[Python-Dev] C-level duck typing

Wed May 16 16:46:16 CEST 2012

On 05/16/2012 02:16 PM, Stefan Behnel wrote:
> Stefan Behnel, 16.05.2012 13:13:
>> Dag Sverre Seljebotn, 16.05.2012 12:48:
>>> On 05/16/2012 11:50 AM, "Martin v. Löwis" wrote:
>>>>> Agreed in general, but in this case, it's really not that easy. A C
>>>>> function call involves a certain overhead all by itself, so calling into
>>>>> the C-API multiple times may be substantially more costly than, say,
>>>>> calling through a function pointer once and then running over a
>>>>> returned C
>>>>> array comparing numbers. And definitely way more costly than running over
>>>>> an array that the type struct points to directly. We are not talking
>>>>> about
>>>>> hundreds of entries here, just a few. A linear scan in 64 bit steps over
>>>>> something like a hundred bytes in the L1 cache should hardly be
>>>>> measurable.
>>>>
>>>> I give up, then. I fail to understand the problem. Apparently, you want
>>>> to do something with the value you get from this lookup operation, but
>>>> that something won't involve function calls (or else the function call
>>>> overhead for the lookup wouldn't be relevant).
>>>
>>> In our specific case the value would be an offset added to the PyObject*,
>>> and there we would find a pointer to a C function (together with a 64-bit
>>> signature), and calling that C function (after checking the 64 bit
>>> signature) is our final objective.
>>
>> I think the use case hasn't been communicated all that clearly yet. Let's
>> give it another try.
>>
>> Imagine we have two sides, one that provides a callable and the other side
>> that wants to call it. Both sides are implemented in C, so the callee has a
>> C signature and the caller has the arguments available as C data types. The
>> signature may or may not match the argument types exactly (float vs.
>> double, int vs. long, ...), because the caller and the callee know nothing
>> about each other initially, they just happen to appear in the same program
>> at runtime. All they know is that they could call each other through Python
>> space, but that would require data conversion, tuple packing, calling,
>> tuple unpacking, data unpacking, and then potentially the same thing on the
>> way back. They want to avoid that overhead.
>>
>> Now, the caller needs to figure out if the callee has a compatible
>> signature. The callee may provide more than one signature (i.e. more than
>> one C call entry point), perhaps because it is implemented to deal with
>> different input data types efficiently, or perhaps because it can
>> efficiently convert them to its expected input. So, there is a signature on
>> the caller side given by the argument types it holds, and a couple of
>> signature on the callee side that can accept different C data input. Then
>> the caller needs to find out which signatures there are and match them
>> against what it can efficiently call. It may even be a JIT compiler that
>> can generate an efficient call signature on the fly, given a suitable
>> signature on callee side.
>>
>> An example for this is an algorithm that evaluates a user provided function
>> on a large NumPy array. The caller knows what array type it is operating
>> on, and the user provided function may be designed to efficiently operate
>> on arrays of int, float and double entries.
>>
>> Does this use case make sense to everyone?
>>
>> The reason why we are discussing this on python-dev is that we are looking
>> for a general way to expose these C level signatures within the Python
>> ecosystem. And Dag's idea was to expose them as part of the type object,
>> basically as an addition to the current Python level tp_call() slot.
>
> ... and to finish the loop that I started here (sorry for being verbose):
>
> The proposal that Dag referenced describes a more generic way to make this
> kind of extension to type objects from user code. Basically, it allows
> implementers to say "my type object has capability X", in a C-ish kind of
> way. And the above C signature protocol would be one of those capabilities.
>
> Personally, I wouldn't mind making the specific signature extension a
> proposal instead of asking for a general extension mechanism for arbitrary
> capabilities (although that still sounds tempting).

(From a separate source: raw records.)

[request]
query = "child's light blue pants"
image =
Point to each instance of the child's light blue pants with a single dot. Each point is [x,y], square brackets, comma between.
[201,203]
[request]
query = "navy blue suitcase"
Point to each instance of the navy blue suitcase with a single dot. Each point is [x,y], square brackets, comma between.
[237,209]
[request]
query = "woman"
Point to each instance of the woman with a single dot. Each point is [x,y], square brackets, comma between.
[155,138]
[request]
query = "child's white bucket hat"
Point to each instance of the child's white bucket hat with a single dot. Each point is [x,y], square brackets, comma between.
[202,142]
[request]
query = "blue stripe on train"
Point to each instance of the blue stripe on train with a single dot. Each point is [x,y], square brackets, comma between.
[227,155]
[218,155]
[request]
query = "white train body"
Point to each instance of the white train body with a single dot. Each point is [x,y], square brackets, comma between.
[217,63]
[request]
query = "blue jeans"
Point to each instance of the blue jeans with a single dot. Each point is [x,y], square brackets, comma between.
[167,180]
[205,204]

Here's some reasons for the generic proposal:

a) Avoid pre-mature PEP-ing. Look at PEP 3118 for instance; that would 
almost certainly had been better if there had been a few years of 
beta-testing in the wild among Cython and NumPy users.

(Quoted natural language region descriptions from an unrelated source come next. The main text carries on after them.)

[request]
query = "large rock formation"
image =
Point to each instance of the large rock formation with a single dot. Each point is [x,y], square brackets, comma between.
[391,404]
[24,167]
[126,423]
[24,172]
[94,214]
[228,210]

I think PEP-ing the "nativecall" proposal soon (even in the unlikely 
event that it would be accepted) is bound to give suboptimal results -- 
it needs to be tested in the wild on Cython and SciPy users for a few 
years first. (Still, we can't ask those to recompile their Python.)

My proposal is then about allowing people to play with their own slots, 
and deploy that to users, without having to create a PEP for their 
specific usecase.

b) There's more than the "nativecall" we'd use this for in Cython. 
Something like compiled abstract base classes/compiled multiple 
inheritance/Go-style interfaces for instance. Some of those things we'd 
like to use it for certainly will never be a PEP.

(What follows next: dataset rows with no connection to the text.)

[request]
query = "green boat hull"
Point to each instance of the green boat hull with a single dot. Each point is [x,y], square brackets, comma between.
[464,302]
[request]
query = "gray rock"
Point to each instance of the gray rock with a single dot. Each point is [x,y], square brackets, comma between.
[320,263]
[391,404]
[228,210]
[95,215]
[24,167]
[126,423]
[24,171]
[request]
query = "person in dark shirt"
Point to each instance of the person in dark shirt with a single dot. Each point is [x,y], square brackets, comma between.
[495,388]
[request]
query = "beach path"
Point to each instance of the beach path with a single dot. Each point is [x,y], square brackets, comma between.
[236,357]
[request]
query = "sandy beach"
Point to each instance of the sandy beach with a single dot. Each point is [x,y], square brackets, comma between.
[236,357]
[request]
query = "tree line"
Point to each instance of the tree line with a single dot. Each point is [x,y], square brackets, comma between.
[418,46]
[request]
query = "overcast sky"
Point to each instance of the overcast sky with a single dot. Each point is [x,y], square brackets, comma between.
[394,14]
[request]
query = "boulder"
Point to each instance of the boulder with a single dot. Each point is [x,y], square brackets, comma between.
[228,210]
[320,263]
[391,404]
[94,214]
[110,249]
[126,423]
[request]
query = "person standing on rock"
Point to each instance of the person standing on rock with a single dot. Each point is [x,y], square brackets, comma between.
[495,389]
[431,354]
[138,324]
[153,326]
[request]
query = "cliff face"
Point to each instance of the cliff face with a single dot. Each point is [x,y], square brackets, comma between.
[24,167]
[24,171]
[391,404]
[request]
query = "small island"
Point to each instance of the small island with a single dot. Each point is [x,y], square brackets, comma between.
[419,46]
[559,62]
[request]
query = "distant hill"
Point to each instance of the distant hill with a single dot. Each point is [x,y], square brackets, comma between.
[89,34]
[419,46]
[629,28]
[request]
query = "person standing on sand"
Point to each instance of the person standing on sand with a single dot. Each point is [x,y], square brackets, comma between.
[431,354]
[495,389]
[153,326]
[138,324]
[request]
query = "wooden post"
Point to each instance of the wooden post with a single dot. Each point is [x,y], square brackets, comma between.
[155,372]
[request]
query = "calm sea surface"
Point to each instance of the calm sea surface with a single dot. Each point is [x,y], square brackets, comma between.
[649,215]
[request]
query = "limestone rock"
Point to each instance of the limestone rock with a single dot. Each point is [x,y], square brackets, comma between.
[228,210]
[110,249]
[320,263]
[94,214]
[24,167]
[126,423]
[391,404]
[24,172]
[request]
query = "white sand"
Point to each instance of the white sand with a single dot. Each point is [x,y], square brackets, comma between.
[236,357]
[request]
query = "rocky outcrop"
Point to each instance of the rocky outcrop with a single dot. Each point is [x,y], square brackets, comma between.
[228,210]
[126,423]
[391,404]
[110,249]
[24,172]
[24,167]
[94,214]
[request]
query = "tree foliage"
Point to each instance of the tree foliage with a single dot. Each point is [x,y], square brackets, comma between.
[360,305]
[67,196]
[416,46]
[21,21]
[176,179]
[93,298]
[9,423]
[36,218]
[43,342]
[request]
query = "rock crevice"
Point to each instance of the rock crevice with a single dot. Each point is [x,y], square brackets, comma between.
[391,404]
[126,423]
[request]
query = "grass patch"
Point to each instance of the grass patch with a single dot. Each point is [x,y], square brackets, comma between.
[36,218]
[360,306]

c) Get NumPy users off their PyObject_TypeCheck habit, which IMO is 
damaging to the NumPy project (because you can't that easily play around 
with different array libraries and new ideas -- NumPy is the only array 
type you can ever have, because millions of code lines have been written 
using its C API. My proposal provides a way of moving that API over to 
accept any object implementing a NumPy-specified spec. We certainly 
don't want to have a 20 nanosecond speed regression on every single call 
they make to the NumPy C API, and you simply don't rewrite millions of 
code lines.).

I think having millions of lines of "Python" code written in C, and not 
Python, and considering 20 nanoseconds as "much", is perhaps not the 
typical usecase on this list. Still, that's the world of scientific 
computing with Python. Python-the-interpreter is just the "shell" around 
the real stuff that all happens in C or Fortran.

(Cython is not just about scientific computing, as I'm sure Stefan has 
told you all about. But in other situations I think there's less of a 
need of "cross-talk" between extensions without going through the Python 
API.)

I guess I don't get "if something needs to be fast on the C level, then 
that one specific usecase should be in a PEP". And all we're asking for 
is really that one bit in tp_flags.

Dag